Enhancing Ion Adsorption Capability through the Strong Interaction in Co9S8-Carbon Hybrids Achieves Superior Sodium Ion Storage

Abstract

Metal sulfides materials are promising anode candidates for Na⁺ storage due to their low cost and high theoretical capacity, while the complex phase transition and inevitable volume expansion during cycling restrain their practical applications. Herein, a simple one-pot manipulation strategy was designed to construct Co₉S₈ nanoparticles strongly encapsulated in carbon nanotubes (Co₉S₈@C/NTs) composite structure with enhanced structural stability and reaction kinetics, resulting in greatly improved Na⁺ storage performance. Specifically, the obtained Co₉S₈@C/NTs could exhibit a remarkable capacity of 500 mAh g⁻¹ at 0.5 A g⁻¹ after 100 cycles and exceptional cycling stability over 600 cycles with 88 % capacity retention at 1 A g⁻¹. Furthermore, the theoretical calculations combined with systematic characterizations confirm that the strong interaction between Co₉S₈ and the carbon matrix could greatly enhance the Na⁺ adsorption ability and facilitate the electron transfer dynamics for superior Na⁺ storage capability.
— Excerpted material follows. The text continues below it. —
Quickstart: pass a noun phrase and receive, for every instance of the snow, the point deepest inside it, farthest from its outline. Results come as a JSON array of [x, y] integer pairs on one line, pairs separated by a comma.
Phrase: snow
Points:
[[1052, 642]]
More importantly, the full cell device can deliver an outstanding energy density of 144.32 Wh kg⁻¹ and a decent cycling life with 82 % capacity retention of almost 100 cycles at 0.1 A g⁻¹. This work could provide more valuable insights for designing advanced metal sulfide nanocomposites and demonstrate fascinating prospects for commercial application.